Wednesday, 18 November 2015

Indigenous People Unite to get Fish Farms Out of Their and Our Oceans, Updated Jan 15, 2016

First Nation's members, in a growing movement of international aboriginals, aim to get fish farms out of the pristine oceans they use as free, open sewers.

Clayoquot Sound Ahousaht First Nation is taking its petition to Norway to link up with the Sami, Norway's indigenous people to stand together to make Marine Harvest, Cermaq, Grieg Seafood and other Norwegian fish farms to get out of the ocean and farm on land, or in closed containment.

Take a look at this long blog post on the Clayoquot Action site: http://clayoquotaction.org/category/salmon-farming-2/.

The BC group could use your help in funding their historic, January trip to Norway, to meet at the Sami summit and then on to Bergen to present their petition to the government to divest from 'dirty' salmon feedlots, just as Norwegians did with oil.

This is the beginning of a global movement by indigenous people to get fish farms out of the ocean.
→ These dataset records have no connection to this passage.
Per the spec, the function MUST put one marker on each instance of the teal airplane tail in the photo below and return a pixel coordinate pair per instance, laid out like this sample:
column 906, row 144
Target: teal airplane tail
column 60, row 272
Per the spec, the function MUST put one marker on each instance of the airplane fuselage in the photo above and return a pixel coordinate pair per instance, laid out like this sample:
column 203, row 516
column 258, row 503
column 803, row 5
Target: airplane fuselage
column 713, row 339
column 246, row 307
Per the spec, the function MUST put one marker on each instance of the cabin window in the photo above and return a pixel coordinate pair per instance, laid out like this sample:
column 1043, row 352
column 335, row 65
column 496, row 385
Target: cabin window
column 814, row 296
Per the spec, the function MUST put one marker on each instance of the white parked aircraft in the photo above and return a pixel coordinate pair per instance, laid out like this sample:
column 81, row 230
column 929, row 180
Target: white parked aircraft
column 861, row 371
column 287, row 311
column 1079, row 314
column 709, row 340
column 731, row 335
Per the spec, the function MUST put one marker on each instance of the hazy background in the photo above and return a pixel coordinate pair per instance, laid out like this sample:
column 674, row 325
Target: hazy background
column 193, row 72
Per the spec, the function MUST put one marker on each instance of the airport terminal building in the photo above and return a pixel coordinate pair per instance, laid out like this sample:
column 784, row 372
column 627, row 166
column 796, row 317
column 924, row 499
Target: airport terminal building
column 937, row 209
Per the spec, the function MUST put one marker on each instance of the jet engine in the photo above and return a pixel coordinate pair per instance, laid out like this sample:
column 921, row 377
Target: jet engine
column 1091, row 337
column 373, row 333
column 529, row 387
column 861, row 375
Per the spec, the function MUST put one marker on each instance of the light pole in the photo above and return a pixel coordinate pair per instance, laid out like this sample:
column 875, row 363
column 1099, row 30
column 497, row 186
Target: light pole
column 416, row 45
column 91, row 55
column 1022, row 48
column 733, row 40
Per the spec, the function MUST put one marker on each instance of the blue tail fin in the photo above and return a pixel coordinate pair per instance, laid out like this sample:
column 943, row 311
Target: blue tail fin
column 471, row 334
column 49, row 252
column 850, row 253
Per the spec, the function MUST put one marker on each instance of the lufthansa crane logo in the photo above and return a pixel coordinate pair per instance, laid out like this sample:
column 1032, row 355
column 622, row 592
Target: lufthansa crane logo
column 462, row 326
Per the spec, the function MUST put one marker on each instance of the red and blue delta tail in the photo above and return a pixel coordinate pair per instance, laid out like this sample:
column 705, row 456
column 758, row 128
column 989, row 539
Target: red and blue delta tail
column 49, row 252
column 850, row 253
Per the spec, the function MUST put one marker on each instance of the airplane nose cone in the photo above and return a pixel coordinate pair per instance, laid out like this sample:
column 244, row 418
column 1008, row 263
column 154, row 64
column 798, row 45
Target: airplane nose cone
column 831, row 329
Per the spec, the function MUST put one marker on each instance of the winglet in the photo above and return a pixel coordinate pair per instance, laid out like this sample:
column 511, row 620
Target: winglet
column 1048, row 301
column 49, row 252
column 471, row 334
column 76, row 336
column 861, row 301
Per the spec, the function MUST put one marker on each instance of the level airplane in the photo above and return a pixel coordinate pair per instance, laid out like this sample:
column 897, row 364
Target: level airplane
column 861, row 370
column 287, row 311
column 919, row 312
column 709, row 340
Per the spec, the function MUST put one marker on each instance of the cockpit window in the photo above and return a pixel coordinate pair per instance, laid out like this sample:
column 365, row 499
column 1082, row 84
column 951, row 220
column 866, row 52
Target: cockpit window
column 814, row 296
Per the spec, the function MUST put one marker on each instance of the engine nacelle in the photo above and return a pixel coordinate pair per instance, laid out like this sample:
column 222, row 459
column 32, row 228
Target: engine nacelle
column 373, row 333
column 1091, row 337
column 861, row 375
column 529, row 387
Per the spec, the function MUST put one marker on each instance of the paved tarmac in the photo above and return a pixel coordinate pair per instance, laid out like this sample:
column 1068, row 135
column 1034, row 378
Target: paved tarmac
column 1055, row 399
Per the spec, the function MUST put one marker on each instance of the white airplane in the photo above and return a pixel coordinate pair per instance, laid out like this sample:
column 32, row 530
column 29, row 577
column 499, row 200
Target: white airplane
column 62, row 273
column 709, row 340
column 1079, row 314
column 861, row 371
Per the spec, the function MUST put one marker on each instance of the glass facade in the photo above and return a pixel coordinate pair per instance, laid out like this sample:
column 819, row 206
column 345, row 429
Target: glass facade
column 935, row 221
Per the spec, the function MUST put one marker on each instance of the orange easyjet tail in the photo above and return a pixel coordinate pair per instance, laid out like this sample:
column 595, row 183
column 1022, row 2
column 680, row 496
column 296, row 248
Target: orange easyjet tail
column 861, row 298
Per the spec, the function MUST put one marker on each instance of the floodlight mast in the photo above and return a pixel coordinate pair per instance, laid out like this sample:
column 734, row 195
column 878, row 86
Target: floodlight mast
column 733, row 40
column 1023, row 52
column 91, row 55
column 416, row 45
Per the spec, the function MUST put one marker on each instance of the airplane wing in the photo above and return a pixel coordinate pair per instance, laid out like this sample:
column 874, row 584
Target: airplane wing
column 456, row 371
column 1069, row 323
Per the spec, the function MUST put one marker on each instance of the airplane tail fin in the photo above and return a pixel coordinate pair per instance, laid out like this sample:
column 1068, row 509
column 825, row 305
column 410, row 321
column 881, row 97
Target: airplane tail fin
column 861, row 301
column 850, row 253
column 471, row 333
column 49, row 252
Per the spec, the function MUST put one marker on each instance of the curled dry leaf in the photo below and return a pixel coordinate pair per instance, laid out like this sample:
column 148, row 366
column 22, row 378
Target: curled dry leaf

There are indigenous people in Finland, Chile and other countries.

You may know that Norwegian fish farms companies forever changed the aboriginal people of Chile, by bringing in employment, then ISA that destroyed a quarter of a billion farmed salmon and threw all these people out of jobs, 13,000 to 26,000 of them.

Now, Chile is the acknowledged dirtiest country for fish farms in the world - diseases, lice, escapes, sewage damage, excessive antibiotics. Just a few months ago, in Torbel, a fish farm was not allowed in the water, to save tourism. The pristine Patagonia is being filled with fish farm sewage. And now, the Chilean fish farms, to address Costco's refusal to sell their product, are now manufacturing the advertising spin of: from Patagonia to your plate.

I think that consumers in the developed world will find this a most unappealing concept: that fish farms are busily destroying one of the most revered, pristine areas left in the world.